As receitas de tudo isto são aplicadas, entre outras coisas, na própria aldeia. É o caso de um parque infantil, de um campo de futebol, da recuperação de um moinho de água, fornos comunitários e ainda apoio financeiro à junta de freguesia e associações locais.
É uma visão de conjunto a que guia a gestão do baldio. Outras actividades económicas fazem parte do plano dos gestores. A praia fluvial junto à Barragem de Verdelhos é, sem surpresa, um ponto de interesse turístico. A água do rio Beijames corre transparente entre pedregulhos e encostas verdes, o areal é pequeno mas protegido – e há até planos para mesas de piquenique, que serão, claro, um projecto financiado pelas receitas do baldio.

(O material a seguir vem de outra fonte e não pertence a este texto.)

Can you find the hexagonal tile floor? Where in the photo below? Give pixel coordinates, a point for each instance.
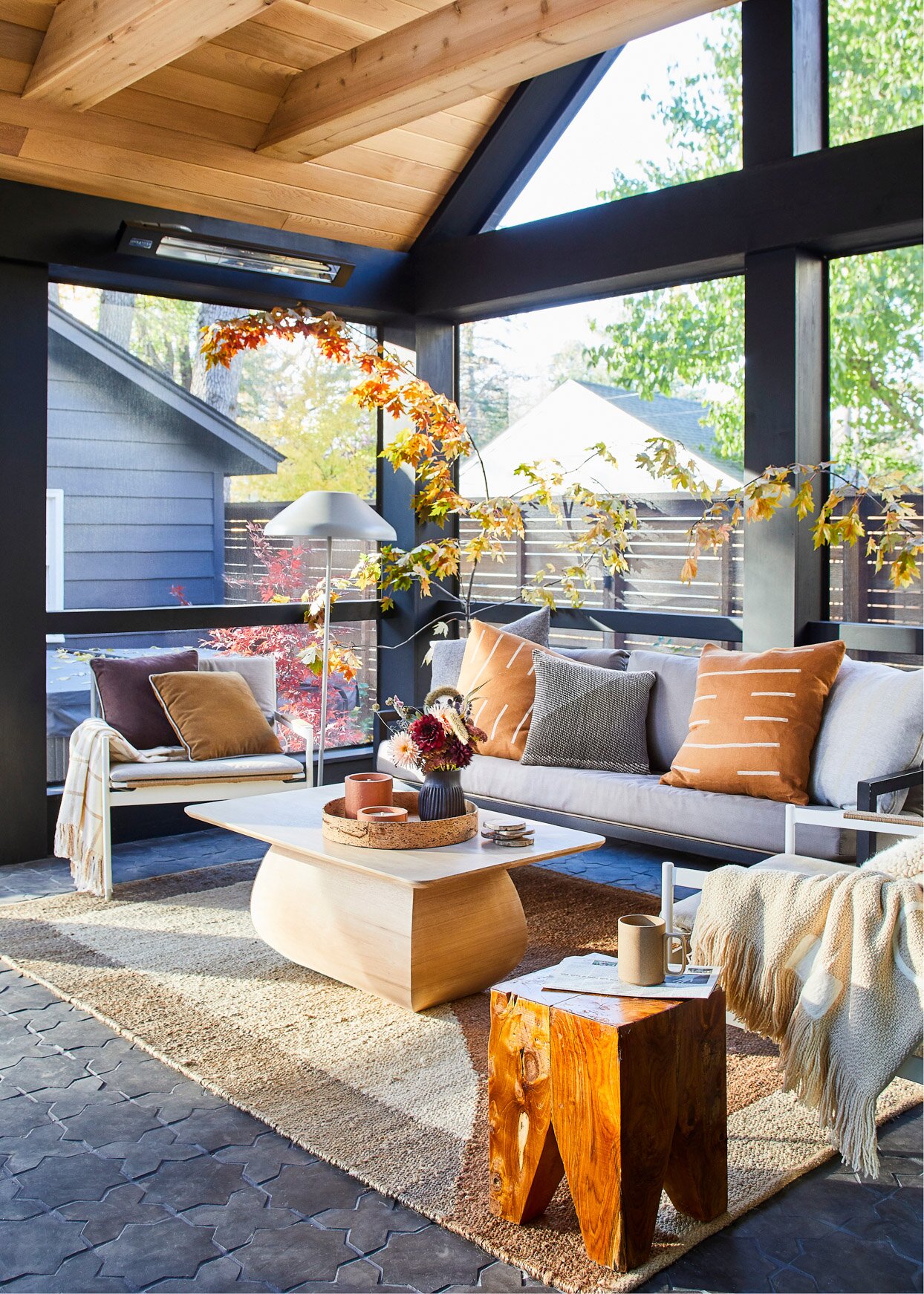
(118, 1174)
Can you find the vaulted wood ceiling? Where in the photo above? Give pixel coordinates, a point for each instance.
(212, 106)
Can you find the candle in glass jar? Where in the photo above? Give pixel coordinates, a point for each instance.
(382, 813)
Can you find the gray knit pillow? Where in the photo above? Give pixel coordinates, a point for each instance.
(585, 717)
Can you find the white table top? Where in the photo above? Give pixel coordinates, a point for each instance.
(291, 821)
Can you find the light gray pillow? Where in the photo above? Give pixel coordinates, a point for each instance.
(258, 672)
(671, 702)
(605, 657)
(446, 652)
(873, 725)
(587, 717)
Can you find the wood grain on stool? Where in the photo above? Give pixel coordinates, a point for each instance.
(625, 1096)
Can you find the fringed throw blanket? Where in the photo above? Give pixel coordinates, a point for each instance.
(831, 968)
(79, 832)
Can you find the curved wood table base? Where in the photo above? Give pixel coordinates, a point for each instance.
(414, 945)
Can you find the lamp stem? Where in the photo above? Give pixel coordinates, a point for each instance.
(322, 734)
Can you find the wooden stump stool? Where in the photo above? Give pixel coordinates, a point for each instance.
(624, 1096)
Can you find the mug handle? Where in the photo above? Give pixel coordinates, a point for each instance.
(683, 940)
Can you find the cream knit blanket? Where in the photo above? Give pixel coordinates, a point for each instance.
(831, 968)
(79, 831)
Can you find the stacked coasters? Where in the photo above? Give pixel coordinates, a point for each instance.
(512, 835)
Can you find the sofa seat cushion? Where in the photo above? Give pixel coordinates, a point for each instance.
(205, 770)
(642, 802)
(686, 910)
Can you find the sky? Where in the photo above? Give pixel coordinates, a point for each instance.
(615, 129)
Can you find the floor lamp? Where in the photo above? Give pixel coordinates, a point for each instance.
(329, 516)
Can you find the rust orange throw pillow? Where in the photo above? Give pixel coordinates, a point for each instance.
(755, 720)
(500, 668)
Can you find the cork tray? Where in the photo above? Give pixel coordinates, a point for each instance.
(411, 833)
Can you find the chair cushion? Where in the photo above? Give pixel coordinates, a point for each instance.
(671, 702)
(258, 673)
(498, 669)
(206, 770)
(585, 717)
(215, 716)
(640, 802)
(755, 721)
(446, 654)
(686, 910)
(873, 725)
(127, 699)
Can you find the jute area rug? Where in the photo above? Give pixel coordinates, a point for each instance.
(397, 1099)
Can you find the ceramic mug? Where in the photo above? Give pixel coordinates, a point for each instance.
(643, 948)
(364, 790)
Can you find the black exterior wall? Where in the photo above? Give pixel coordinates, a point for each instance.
(793, 205)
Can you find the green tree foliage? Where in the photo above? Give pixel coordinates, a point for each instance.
(690, 339)
(299, 403)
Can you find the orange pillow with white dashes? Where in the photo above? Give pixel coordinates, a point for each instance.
(755, 720)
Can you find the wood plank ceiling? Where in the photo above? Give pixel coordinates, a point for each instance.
(186, 134)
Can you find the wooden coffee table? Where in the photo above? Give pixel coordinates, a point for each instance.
(417, 927)
(624, 1096)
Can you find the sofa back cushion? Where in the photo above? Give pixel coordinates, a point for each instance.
(446, 654)
(671, 702)
(755, 721)
(126, 697)
(873, 725)
(498, 668)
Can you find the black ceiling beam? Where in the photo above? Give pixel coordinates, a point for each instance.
(75, 235)
(856, 198)
(527, 129)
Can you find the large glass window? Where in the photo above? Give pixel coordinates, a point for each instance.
(668, 111)
(876, 61)
(549, 385)
(876, 414)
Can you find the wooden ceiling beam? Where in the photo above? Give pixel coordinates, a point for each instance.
(448, 56)
(92, 50)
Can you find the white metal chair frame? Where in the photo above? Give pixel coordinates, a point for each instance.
(193, 792)
(689, 877)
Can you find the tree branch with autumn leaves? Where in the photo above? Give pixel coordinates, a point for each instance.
(435, 439)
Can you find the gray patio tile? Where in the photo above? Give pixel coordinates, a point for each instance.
(294, 1255)
(313, 1189)
(432, 1259)
(101, 1125)
(193, 1182)
(139, 1157)
(148, 1253)
(78, 1275)
(221, 1275)
(214, 1130)
(61, 1180)
(246, 1213)
(36, 1246)
(105, 1219)
(266, 1157)
(371, 1222)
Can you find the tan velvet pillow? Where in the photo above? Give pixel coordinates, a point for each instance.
(500, 667)
(214, 716)
(755, 720)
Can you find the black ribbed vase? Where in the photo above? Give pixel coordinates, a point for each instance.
(440, 796)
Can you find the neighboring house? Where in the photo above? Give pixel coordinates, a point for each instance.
(579, 414)
(136, 471)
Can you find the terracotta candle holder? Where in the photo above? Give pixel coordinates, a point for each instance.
(382, 813)
(365, 790)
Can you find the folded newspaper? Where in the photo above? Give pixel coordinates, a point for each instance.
(598, 973)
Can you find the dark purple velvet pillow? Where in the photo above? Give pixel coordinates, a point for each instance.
(128, 700)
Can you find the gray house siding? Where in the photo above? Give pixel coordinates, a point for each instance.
(141, 466)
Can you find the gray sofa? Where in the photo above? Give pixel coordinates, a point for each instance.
(870, 734)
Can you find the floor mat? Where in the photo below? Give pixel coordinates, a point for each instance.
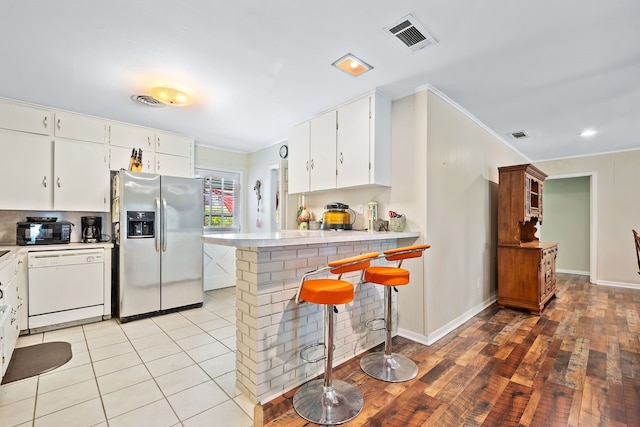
(36, 359)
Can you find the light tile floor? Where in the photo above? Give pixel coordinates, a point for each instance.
(172, 370)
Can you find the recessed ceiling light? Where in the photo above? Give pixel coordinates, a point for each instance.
(171, 96)
(518, 135)
(352, 65)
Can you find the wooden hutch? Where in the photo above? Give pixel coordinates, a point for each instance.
(526, 266)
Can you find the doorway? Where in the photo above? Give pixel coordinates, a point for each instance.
(568, 220)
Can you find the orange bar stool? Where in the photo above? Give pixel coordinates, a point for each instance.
(325, 401)
(389, 366)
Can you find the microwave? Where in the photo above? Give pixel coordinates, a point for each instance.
(43, 233)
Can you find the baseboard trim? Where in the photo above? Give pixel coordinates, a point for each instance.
(449, 327)
(578, 272)
(618, 284)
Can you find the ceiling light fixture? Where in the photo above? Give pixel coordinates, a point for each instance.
(170, 96)
(352, 65)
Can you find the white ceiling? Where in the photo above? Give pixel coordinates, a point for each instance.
(551, 68)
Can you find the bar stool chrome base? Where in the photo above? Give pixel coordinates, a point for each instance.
(393, 368)
(328, 405)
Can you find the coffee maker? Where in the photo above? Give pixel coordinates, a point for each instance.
(91, 229)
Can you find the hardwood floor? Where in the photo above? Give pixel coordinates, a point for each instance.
(577, 364)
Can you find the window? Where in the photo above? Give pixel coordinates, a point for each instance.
(222, 201)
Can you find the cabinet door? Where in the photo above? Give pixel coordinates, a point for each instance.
(173, 165)
(299, 158)
(25, 168)
(322, 159)
(130, 136)
(174, 144)
(21, 286)
(353, 144)
(83, 128)
(25, 118)
(81, 176)
(119, 159)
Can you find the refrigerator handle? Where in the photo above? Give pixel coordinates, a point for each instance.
(156, 225)
(164, 224)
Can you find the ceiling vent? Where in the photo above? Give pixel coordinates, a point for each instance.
(518, 135)
(147, 100)
(411, 33)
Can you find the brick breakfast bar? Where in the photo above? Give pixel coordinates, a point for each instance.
(271, 328)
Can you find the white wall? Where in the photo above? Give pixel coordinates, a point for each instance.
(462, 188)
(260, 164)
(444, 179)
(617, 211)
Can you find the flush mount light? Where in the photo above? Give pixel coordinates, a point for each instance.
(352, 65)
(587, 133)
(170, 96)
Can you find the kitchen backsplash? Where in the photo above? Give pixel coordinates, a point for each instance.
(8, 220)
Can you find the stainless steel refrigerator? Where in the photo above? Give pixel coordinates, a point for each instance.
(157, 222)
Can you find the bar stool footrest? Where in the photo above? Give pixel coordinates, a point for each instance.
(328, 406)
(369, 324)
(392, 368)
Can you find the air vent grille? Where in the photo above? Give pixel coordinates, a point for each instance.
(518, 135)
(411, 33)
(147, 100)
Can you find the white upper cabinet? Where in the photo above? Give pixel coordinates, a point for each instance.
(322, 152)
(174, 144)
(312, 155)
(25, 165)
(364, 142)
(299, 158)
(130, 136)
(347, 147)
(81, 177)
(25, 118)
(353, 144)
(82, 128)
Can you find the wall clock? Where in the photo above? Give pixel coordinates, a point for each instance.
(284, 151)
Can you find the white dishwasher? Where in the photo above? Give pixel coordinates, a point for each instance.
(65, 286)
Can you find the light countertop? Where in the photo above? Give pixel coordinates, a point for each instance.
(33, 248)
(300, 237)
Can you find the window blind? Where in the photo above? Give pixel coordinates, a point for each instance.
(222, 201)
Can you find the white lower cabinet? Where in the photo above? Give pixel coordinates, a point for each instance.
(9, 329)
(21, 286)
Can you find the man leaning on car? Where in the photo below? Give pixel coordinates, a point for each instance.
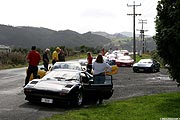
(33, 59)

Quanto ao pinhal, há que dizer que a economia do pinheiro-bravo, baseada em pequenas serrações, está em declínio. “Nós tínhamos aqui umas sete ou oito empresas só de madeiras e elas, pouco a pouco, foram-se extinguindo, porque o pinhal foi ardendo. Deixou de haver postos de trabalho”, lamenta David Martins. O baldio de Verdelhos contribui, por seu lado, para reavivar esta economia. Estes 2000 hectares representam não só recursos para a pastorícia e agricultura e investimentos em pequenas infra-estruturas, mas também criam emprego. Embora sendo uma pequena organização, encomenda serviços regularmente, como trabalhos de limpeza de mato e de gestão da rede viária florestal. O que em tempos idos foi, nas palavras do presidente do baldio, “o sustento dos povos” pode bem voltar a sê-lo – pelo menos no caso de Verdelhos.